Our biggest problem was that we all realized we had fifteen minutes to get back on the coach. Plenty of time--except it was imperative to get to Cadbury World and make purchases at the outlet store. We struggled to get there, and saw Penny just barely leaving as we arrived. I was irritated; she said, "Everyone needs to get on the coach!" like it was our fault we were the second tour. I stayed for five minutes and found communist quantities of chocolate I desperately hoped were nonexistent in America, just plain chocolate and a string of caramels. Amanda Poppe summed it up; "The looks on their faces on Christmas morning will convince them that I was ALWAYS their favorite sister." We ran back to the coach and realized our stress in line was unnecessary, as it was a short day anyway.

Our next stop was just as beautiful as Cadbury world; the seaside, at Brighton. The pier had a full-out carnival/amusement park/casino arcade. None of us was interested in anything except finding a loo for the first twenty minutes, but we definitely got some great pictures, considered what rides we'd hit had we the money, and shrugged off the restaurant's outrageously priced fish and chips.
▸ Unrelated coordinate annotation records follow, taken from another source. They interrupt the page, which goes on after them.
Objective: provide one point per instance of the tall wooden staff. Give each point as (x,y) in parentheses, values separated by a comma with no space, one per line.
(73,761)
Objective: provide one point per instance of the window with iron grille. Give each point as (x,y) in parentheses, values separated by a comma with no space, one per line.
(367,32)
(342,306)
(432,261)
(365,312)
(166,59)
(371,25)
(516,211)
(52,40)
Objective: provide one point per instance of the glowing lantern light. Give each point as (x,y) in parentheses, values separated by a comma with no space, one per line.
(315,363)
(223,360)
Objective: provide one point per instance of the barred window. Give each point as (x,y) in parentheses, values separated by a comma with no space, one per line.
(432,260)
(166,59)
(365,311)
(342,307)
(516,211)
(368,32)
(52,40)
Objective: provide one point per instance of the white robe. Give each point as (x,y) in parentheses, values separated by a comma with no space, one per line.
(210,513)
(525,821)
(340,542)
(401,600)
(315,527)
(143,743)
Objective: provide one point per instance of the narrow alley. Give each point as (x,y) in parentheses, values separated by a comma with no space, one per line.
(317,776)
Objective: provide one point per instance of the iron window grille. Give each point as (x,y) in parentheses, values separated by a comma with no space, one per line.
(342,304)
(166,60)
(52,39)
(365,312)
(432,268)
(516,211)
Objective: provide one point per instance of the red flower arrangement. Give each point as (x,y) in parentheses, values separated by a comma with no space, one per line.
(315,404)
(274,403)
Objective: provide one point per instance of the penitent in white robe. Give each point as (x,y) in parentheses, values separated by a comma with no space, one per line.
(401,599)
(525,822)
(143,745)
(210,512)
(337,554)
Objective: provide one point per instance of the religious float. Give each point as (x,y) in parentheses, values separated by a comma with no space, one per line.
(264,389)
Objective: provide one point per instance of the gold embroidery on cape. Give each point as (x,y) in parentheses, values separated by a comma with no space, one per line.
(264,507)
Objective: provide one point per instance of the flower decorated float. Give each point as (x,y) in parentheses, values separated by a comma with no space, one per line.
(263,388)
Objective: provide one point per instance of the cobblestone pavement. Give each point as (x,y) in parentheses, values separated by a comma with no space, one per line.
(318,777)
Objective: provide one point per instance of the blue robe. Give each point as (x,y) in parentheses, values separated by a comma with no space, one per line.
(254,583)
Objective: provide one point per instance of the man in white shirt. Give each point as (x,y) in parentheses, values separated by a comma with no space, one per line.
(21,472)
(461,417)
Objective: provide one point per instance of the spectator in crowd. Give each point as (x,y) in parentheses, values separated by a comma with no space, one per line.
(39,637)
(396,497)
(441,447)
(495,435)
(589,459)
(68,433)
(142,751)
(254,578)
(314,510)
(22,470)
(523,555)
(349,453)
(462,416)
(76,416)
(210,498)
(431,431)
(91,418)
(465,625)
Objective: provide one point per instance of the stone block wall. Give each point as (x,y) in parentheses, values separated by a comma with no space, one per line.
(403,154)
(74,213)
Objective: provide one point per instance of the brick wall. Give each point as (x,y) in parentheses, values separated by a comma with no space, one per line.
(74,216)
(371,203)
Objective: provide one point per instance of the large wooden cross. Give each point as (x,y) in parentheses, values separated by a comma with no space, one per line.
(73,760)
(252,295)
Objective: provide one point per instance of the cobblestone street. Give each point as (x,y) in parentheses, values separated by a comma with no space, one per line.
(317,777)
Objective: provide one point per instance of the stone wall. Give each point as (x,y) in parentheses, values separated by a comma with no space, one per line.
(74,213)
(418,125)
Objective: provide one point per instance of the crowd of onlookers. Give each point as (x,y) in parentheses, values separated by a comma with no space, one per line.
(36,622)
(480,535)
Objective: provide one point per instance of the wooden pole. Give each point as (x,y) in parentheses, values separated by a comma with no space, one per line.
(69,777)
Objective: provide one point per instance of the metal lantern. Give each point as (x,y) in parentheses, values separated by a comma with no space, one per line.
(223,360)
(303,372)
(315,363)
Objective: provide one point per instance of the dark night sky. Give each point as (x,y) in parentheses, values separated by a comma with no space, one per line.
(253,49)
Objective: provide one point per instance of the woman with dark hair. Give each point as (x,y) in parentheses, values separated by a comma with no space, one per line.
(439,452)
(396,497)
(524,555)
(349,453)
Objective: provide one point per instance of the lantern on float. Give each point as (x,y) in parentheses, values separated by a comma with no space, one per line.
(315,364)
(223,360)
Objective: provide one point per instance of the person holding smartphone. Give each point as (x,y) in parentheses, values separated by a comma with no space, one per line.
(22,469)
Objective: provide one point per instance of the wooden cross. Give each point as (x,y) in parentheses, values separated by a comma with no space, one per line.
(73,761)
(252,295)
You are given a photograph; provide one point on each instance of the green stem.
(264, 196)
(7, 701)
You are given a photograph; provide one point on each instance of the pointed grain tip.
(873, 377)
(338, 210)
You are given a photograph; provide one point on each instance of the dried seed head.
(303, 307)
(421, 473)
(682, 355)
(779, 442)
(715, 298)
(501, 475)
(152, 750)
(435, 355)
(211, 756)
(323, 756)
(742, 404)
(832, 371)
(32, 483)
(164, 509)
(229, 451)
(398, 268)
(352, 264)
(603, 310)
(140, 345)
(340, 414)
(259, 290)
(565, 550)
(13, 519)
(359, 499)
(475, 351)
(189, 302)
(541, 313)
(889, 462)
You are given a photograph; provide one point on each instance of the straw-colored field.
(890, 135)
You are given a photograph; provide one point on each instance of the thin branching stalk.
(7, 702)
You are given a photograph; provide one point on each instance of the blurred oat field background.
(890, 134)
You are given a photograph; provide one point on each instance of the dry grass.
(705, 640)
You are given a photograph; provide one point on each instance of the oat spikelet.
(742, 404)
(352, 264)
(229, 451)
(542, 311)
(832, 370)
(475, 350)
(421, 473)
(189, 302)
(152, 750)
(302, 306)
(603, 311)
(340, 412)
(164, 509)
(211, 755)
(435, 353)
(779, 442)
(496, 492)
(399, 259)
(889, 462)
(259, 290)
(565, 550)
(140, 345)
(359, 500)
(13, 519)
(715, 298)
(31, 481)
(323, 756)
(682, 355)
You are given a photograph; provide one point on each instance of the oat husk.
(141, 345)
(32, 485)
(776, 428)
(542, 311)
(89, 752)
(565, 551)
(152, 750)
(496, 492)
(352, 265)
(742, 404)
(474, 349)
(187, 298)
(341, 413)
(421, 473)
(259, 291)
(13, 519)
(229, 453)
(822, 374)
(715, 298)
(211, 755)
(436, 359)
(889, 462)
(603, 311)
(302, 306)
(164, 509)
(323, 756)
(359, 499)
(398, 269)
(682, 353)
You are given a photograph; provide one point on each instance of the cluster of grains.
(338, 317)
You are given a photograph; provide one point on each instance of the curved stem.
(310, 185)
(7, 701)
Down at the beach, the kids from Utah (some of whom had never been to the ocean before), we slogged through the pebbly bars to the frothy tide, some ditching shoes and socks and rolling up pantlegs. I was so excited, even after a wave dowsed my shoes--it was the first time I'd ever been to the Atlantic, and I reveled in the cold sea so familiar to me. I even saved a pebble and stuck it in my Beatles bag. Such a beautiful day, and one we got to spend with the seagulls everywhere we went. Shame there was a gay parade out in front of the palace as we headed home to London. But five-pound night was destined to be a success.